Monday, March 3, 2014

Does Probation for Profit Criminalize Poverty?

http://www.npr.org/2014/02/07/273041871/does-probation-for-profit-criminalize-poverty


    I found this NPR interview Chris Albin-Lackey who is a researcher for the Human Rights Watch. The interview brings up a new movement in Mississippi, Georgia and Alabama that puts you at risk for jail time and probation if you can not pay your fines for small misdemeanor offenses and sometimes even speeding tickets.
    The interview shows us how this kind of private probation is another way in which poverty can be an inescapable hole. For the people who can not pay their fine in whole at the time of their court date, a probation period is issued to give them time to pay off the fine. However, the private companies that monitor the probation and the fines are able to profit off of these fines. The longer it takes an offender to pay off their fine the more money they end up paying for the fine.

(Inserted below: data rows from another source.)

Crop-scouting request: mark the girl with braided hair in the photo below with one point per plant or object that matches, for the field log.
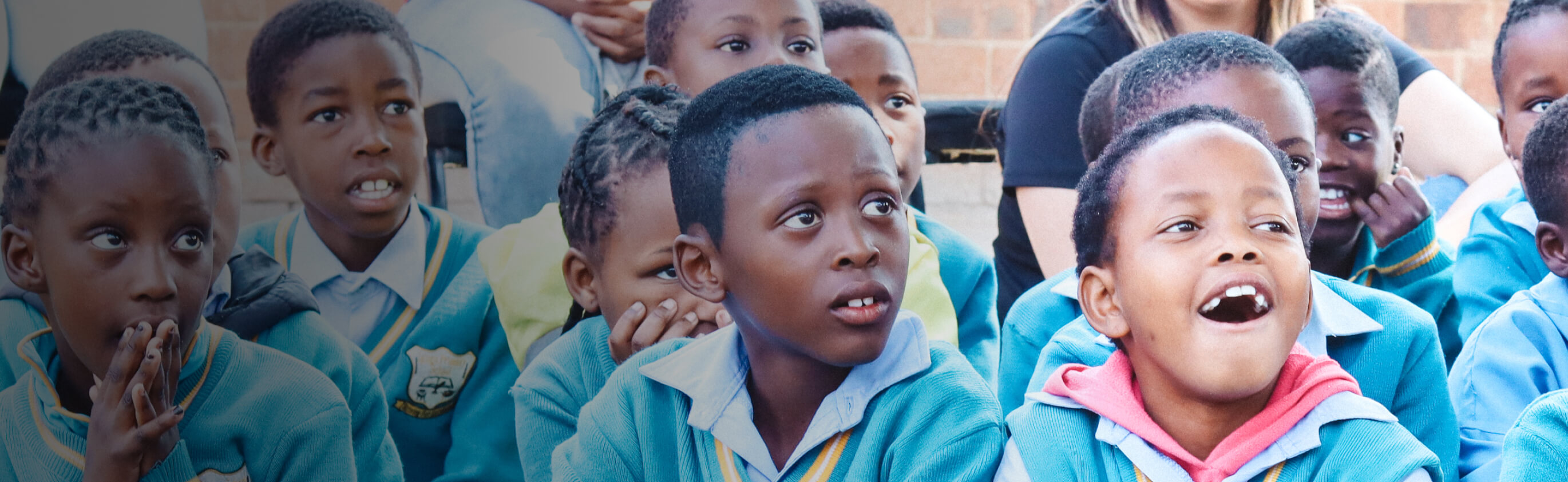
(109, 208)
(620, 223)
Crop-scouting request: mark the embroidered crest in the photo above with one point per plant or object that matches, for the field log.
(435, 381)
(215, 476)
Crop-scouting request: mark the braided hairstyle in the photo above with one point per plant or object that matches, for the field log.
(76, 115)
(628, 139)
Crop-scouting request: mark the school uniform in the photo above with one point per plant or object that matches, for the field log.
(251, 413)
(437, 339)
(1514, 357)
(1390, 346)
(1534, 449)
(1496, 259)
(681, 412)
(1314, 428)
(1418, 269)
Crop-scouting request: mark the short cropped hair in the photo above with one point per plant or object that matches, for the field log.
(300, 27)
(1185, 60)
(1348, 46)
(1545, 156)
(1101, 187)
(708, 131)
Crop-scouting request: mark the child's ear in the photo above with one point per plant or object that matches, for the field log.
(264, 148)
(581, 280)
(1098, 297)
(698, 267)
(1550, 242)
(21, 259)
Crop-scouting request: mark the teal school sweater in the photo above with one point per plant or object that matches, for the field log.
(1418, 269)
(1496, 259)
(554, 388)
(1062, 440)
(446, 366)
(969, 277)
(941, 424)
(1537, 447)
(1399, 366)
(251, 413)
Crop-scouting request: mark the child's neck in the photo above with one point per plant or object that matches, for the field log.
(357, 253)
(1198, 426)
(787, 400)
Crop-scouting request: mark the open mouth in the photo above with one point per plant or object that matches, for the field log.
(1238, 303)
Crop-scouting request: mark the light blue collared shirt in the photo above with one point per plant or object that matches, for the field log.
(355, 303)
(712, 371)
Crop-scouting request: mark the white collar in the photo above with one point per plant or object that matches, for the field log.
(712, 373)
(1332, 316)
(401, 264)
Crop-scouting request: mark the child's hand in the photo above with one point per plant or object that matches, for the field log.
(1395, 210)
(639, 329)
(136, 423)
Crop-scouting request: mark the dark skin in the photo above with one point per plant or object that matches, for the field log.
(352, 140)
(813, 219)
(1181, 241)
(722, 38)
(121, 261)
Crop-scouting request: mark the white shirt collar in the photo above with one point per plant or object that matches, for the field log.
(401, 264)
(1332, 316)
(712, 371)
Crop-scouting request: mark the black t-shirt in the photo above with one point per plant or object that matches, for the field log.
(1040, 140)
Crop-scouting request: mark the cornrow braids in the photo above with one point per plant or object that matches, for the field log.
(628, 139)
(81, 112)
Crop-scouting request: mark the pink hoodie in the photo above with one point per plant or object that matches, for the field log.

In other words the poor pay a higher cost for their fine than the wealthier who are guilty of the exact same crime.
    Even scarier is the fact that jail time is too often the outcome for the citizens who can not afford to pay their fine in time. In the interview they state that jailing someone for not being able to pay a fine is unconstitutional. However, the problem with this is is that the offenders are usually not aware of their own rights. Statistics show that education levels are much lower in impoverished communities. We learn our rights in school and most of the impoverished community did not have have the opportunity to learn their own rights.  So when you give someone who is unaware of their rights the choice of either paying their fines or going to jail even though they can not afford to pay their fines they of course are going to choose the fine. Thus throwing them into a long ordeal of overpaying for a small offense only because they are unaware that they are being threatened with false pretense.
    The Probation for Profit sector is using poor citizens who they know can not defend themselves or afford high ticket prices, to make money for their own pockets. This is just one example of how our society is criminalizing poverty.